I suddenly wish I hadn’t avoided this conversation until now.

If we’d already made the important decisions without the weight of all this surrounding noise, maybe this week would have a different ending.

But I’m leaving, and once again, he won’t ask me to stay, because he doesn’t want to be a person who holds me back.

And I won’t ask him to follow me, because he deserves every bit of success coming to him, and I refuse to get in the way of that.

“What other choice do I have?” I ask eventually, so long after West’s question I wonder if he forgot it. “I don’t want you punished for your association with me.”

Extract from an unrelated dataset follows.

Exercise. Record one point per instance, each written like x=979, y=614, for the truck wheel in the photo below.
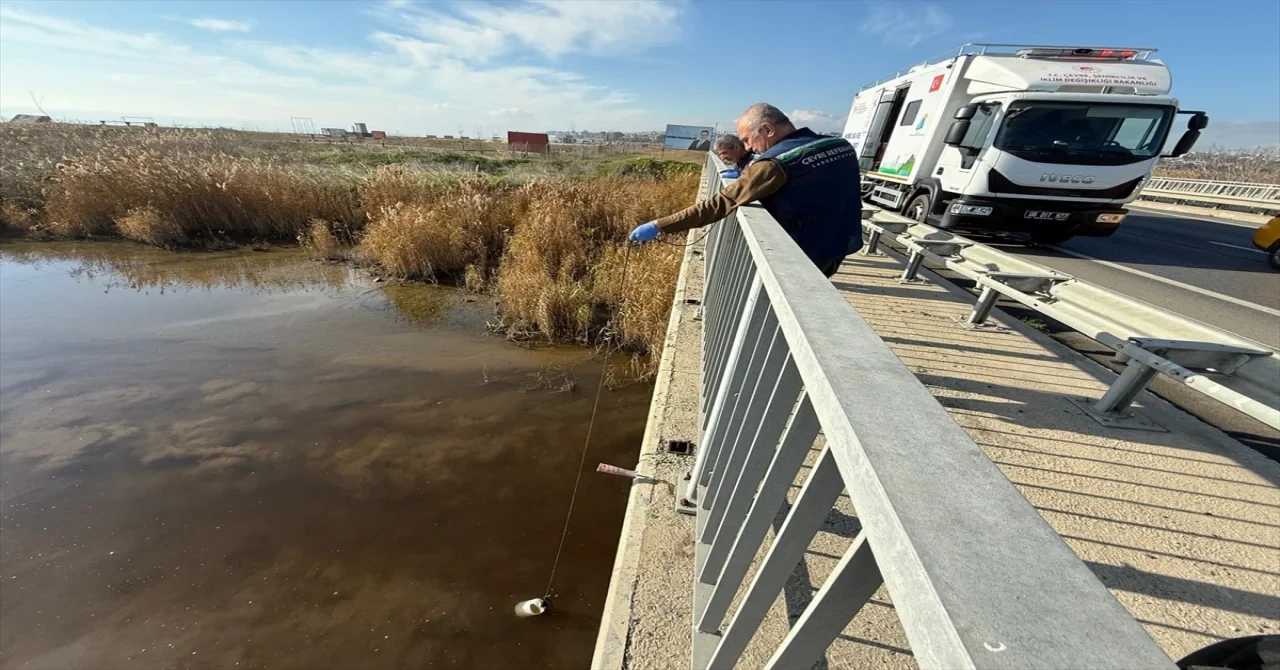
x=1052, y=237
x=919, y=208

He drops my hands and presses his palms into his tired eyes. “Don’t do that.”

“Do what?”

“Use me as a convenient excuse. I’m telling you that I do not give a single fuck what the internet thinks about me. When you leave, you don’t get to pretend like you’re saving me from anything. You’re scared,” he says bluntly.

“I have every right to be scared. You have no idea what it was like for me last time, because you weren’t there,” I snap with more force than intended.

Hurt flashes across his features, an edge of resignation bleeding through. I realize with an unpleasant lurch that he told me this would happen when he asked me to read his apology letter. He knew there would come a day, sooner rather than later, when I would throw our past in his face.

He rolls his shoulders and looks me square in the eye.

“You’re right. I don’t know, and I feel awful about what you went through.

But that’s not the whole story. You’re leaving because you’re scared of not measuring up to your warped definition of success.

You don’t believe you can be happy without it. ”

I push to my feet. “Don’t act like you’re the expert on me. We barely even know each other.” The lie burns all the way up my throat, leaving a bitter taste on my tongue.

West’s eyes flash as he stands, bringing us chest to chest. “And that. Right there. I think you’re scared that I’m all in. That I’m ready to start a life with you right now.”

“We live on opposite sides of the country!”

“Details.”

“Big ones.”

“No. I love you—that’s a big detail. I don’t want to live another day of my life without you. You think I’m going to throw my hands up based on something as trivial as location or comments on the internet? Give me more credit than that. Give us more credit than that.”

My breath sticks in my chest until I’m choking from lack of oxygen. He loves me. My insides shift to make room for this new truth. It changes my brain chemistry and my cellular structure. It changes absolutely everything—except the reality of our lives and circumstances.

“You don’t want to come to New York,” I say.

His jaw clenches around the truth. No, he doesn’t. “I want to be anywhere you are.”

“What about your job?”

“I’ll find a new one.”

“What about your sister? And your home?”

He pushes his hands through his hair in frustration. “I lost you once because of distance and fear. What kind of coward would I be to not hold on to you this time?”

My body twitches with the urge to launch myself into his arms and tell him that I’ve loved him for so long I can hardly remember a time when I didn’t.

After a stilted moment in which I stand motionless, I realize that West is right about all of it.

My fear is overwhelming, smothering every other instinct and thought.

Tears build behind my eyes, and a fluttery panic takes root in my stomach.

It branches out and digs in until I feel woozy.

You’d think experience would have prepared me to say goodbye to West, but the time and the fight and the effort it took to bring us to this moment make this goodbye excruciating.

“Maybe we can try again when things settle down,” I say, a last-ditch effort to calm the beast clawing at my ribs.

He leans against the desk and stretches his legs out as he studies me. “I’m done with first kisses, Darling. I can’t keep losing you. I won’t survive it again.”

“What does that mean?”

His hands grip the edge of the desk as he studies me.

The unwavering intensity in his eyes makes my skin hot and my chest cold.

He looks at me as if he’ll never get another chance.

“It means this is our last goodbye. I hope you eventually find what makes you happy. You deserve it.” With one final, searing look, West pushes off the desk and drops a kiss to my head before leaving me alone in the office he wanted to be mine.